Çocuğunuzun boşanmanızı başarıyla atlatmasını istiyorsanız, onları ilk sıraya koymalısınız. Parayla ilgili olamaz ya da mükemmel bir şekilde ticaret zamanı olamaz. Kazanmak, kaybetmek ya da en gaddar avukatı tutmak söz konusu olamaz. Çocukları için mümkün olan en iyi kararları vermek için bir araya gelen iki dürüst ve alçakgönüllü insanın olması yeterli.

Yedi yıldır bu işi yapan biri olarak verebileceğim en büyük tavsiye ne olabilir? Çocuk sahibi olmaya gittiğinde, bu konuşmayı yap.
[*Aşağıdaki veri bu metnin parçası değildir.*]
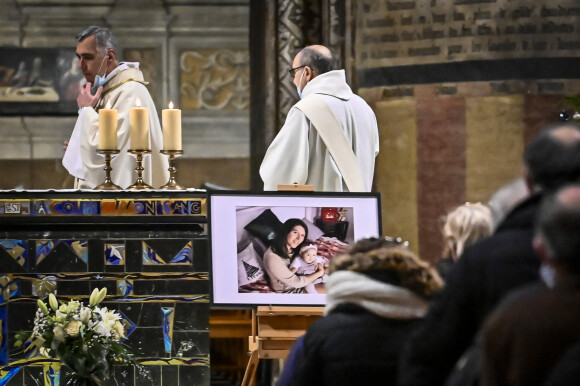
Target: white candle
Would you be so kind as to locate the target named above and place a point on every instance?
(171, 128)
(108, 128)
(139, 127)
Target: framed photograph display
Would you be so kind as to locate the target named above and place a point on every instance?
(245, 228)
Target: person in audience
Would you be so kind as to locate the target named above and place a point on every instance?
(376, 293)
(491, 268)
(567, 370)
(286, 246)
(524, 338)
(463, 226)
(307, 262)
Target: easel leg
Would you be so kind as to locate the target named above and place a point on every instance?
(250, 375)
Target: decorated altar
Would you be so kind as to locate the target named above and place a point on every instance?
(149, 249)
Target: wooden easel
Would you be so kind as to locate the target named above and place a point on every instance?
(274, 329)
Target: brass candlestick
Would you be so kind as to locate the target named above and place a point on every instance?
(172, 184)
(108, 184)
(139, 183)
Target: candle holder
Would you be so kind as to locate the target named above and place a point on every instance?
(139, 183)
(172, 184)
(108, 184)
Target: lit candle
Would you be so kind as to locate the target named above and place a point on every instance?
(139, 127)
(171, 128)
(108, 128)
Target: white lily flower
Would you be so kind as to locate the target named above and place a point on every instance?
(53, 302)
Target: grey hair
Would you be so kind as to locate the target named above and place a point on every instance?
(317, 61)
(103, 36)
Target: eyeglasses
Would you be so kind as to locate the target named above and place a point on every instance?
(292, 71)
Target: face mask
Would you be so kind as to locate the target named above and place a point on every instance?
(99, 80)
(548, 275)
(298, 87)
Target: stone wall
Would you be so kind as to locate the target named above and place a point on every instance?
(459, 87)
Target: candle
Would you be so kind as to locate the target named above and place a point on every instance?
(139, 127)
(108, 128)
(171, 128)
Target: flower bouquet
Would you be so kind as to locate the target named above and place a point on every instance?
(86, 339)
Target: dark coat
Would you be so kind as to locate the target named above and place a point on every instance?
(486, 272)
(352, 346)
(523, 340)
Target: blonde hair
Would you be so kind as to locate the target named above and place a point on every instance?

Artık aynı evde ebeveynlik yapmasaydınız nasıl görüneceği hakkında konuşun. Bu ne anlama gelir? Ve dürüstçe konuşma üzerinde düşünün.

Bu noktada, biriyle o konuşmayı yapamazsam ve onlardan çocukların ihtiyaçlarına her şeyden çok öncelik verildiğini duyamazsam, onlarla çocuk sahibi olma kararımı büyük ölçüde yeniden gözden geçirmiş olacağımı biliyorum.

Ama aynı zamanda sorunları nasıl çözdüklerine de bakın. Acı veren sorunlara mı geliyorlar? Onlara kazanan/kaybeden bakış açısıyla bakmakta sorunlar yaşıyorlar mı? Şimdi çatışmayı nasıl yönetiyorlar? İletişim becerileri nasıl? Kendilerine karşı ne kadar dürüstler?

Çocuğum için dilediğim çok şey var. Çocukken sağlıklı bir yetişkine dönüşmesine odaklanan iki sağlıklı, mutlu ebeveyn diliyorum. Keşke geniş aile üyeleri de tüm bunlardan en önemli olanı görebilseler.

Ama en önemlisi, ne olursa olsun, onu asla unutmayacağımı bilmesini isterdim.